Overall, we can conclude that our model performs very satisfactorily in view of the limited availability of experimental data and the agreement with G4 data.
3.3.9. Furans
The furans form an interesting class when we look at the data collected in
Table 16. Because of the ring strain expected, we adopted the bare furan species as a Group by itself. Consequently, there is no model value in the table for it, as this is now by definition the experimental value of −34.9 kJ/mol. Other furans in
Table 16 comprise this Group enhanced with substituents. The first two reveal reasonable agreement between the GC model and G4 values, with deviations somewhat beyond chemical accuracy. Two things should be mentioned here. Firstly, the error in the experimental result (last column) means that for furfural the GC model value is still within chemical accuracy considering this error. Secondly, the G4 value for 2-furanmethanol is almost identical to the GC model value, which may suggest an issue with the experimental value. Also for furfural, the G4 and GC model values are very close. Furancarboxylic acid shows a significant difference both between the GC model and experimental values, and between the G4 and experimental values. As furan is a five-membered ring, it will be subject to ring strain and this ring strain is generally substituent-dependent, but for the five-membered ring this effect is not expected to be very significant [
4]. For the last two entries, we observe good agreement between experimental and GC model values, but a clearly much larger deviation for the G4 results. So, all in all, we have a somewhat diffuse picture, and with the present data, it is not possible to draw final conclusions. Of course, this situation is also related to the fact that we want to achieve chemical accuracy, and other GC methods (in ICAS23) we evaluated also reveal larger differences with the experimental data.
3.3.10. Indoles
Experimental and model data for indole (
Figure 2, left-hand structure) and indoline (
Figure 2, right-hand structure) and several of its derivatives are shown in
Table 17. Following our earlier approach, both structures are considered a Group by themselves. Except for 1-methylindoline, the data in
Table 17 reveal agreement between experimental and G4 results within chemical accuracy, indicating that there is little doubt about their correctness (within the respective error bars). The GC model values for 2-methylindole and 2-methylindoline are also in good agreement with the experimental values. For the 1-methyl substituted species, we need to consider which Groups are to be involved. In previous sections on amines, we established different Group parameters for RNH
2, R
2NH, and R
3N. Thus, substitution at the 1-position in indole/ine requires a modification in the Group contribution. In order to avoid the introduction of new parameters, for 1-methylindole (and similar for 1-methylindoline) we made the attempt to take the indole Group, subtract the contribution for R
2NH, and subsequently add the parameter value for the R
3N Group. In addition, we added the additional interaction parameter of a magnitude of −7 kJ/mol for the NH
2-benzene pair which we adopted from the aniline series discussed earlier.
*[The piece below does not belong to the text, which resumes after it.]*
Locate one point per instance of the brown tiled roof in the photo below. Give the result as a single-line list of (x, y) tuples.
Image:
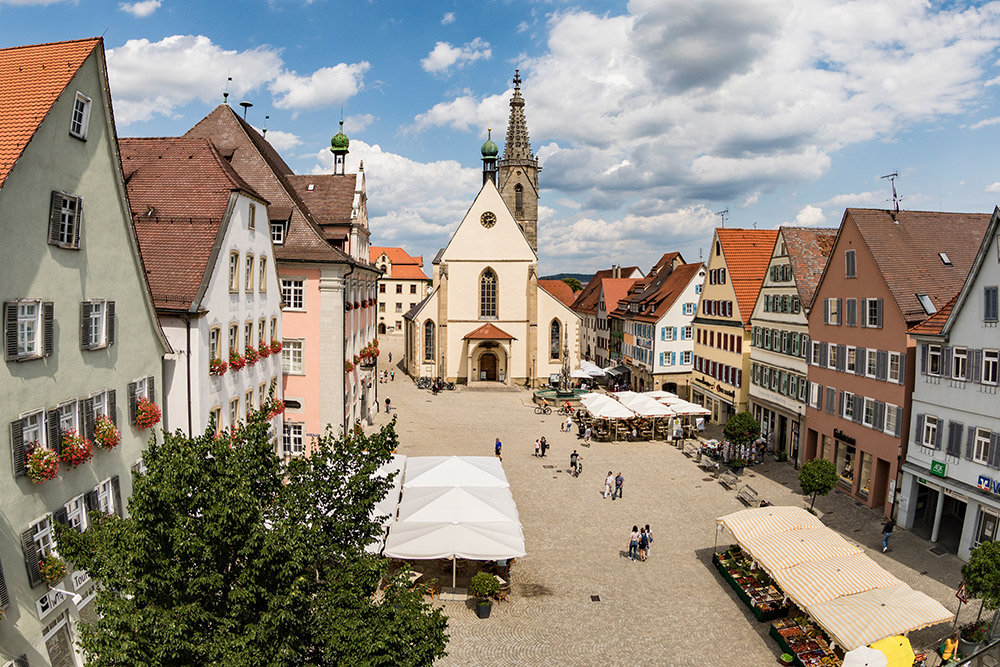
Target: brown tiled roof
[(31, 79), (808, 249), (179, 191), (488, 331), (747, 253), (560, 290), (259, 164), (907, 253)]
Although there was no guarantee that this would work, we obtained a very good result for 1-methylindole, very much within chemical accuracy (1.2 kJ/mol). For 1-methylindoline, the deviation is as high as 11.1 kJ/mol. It remains open whether this is a real problem, as the G4 result lies more or less precisely in between the experimental and the GC model value. Thus, taking into account the good performance of the G4 method, if the G4 value were the correct one, the GC model value would almost be within chemical accuracy. More data are needed to put this on more solid ground.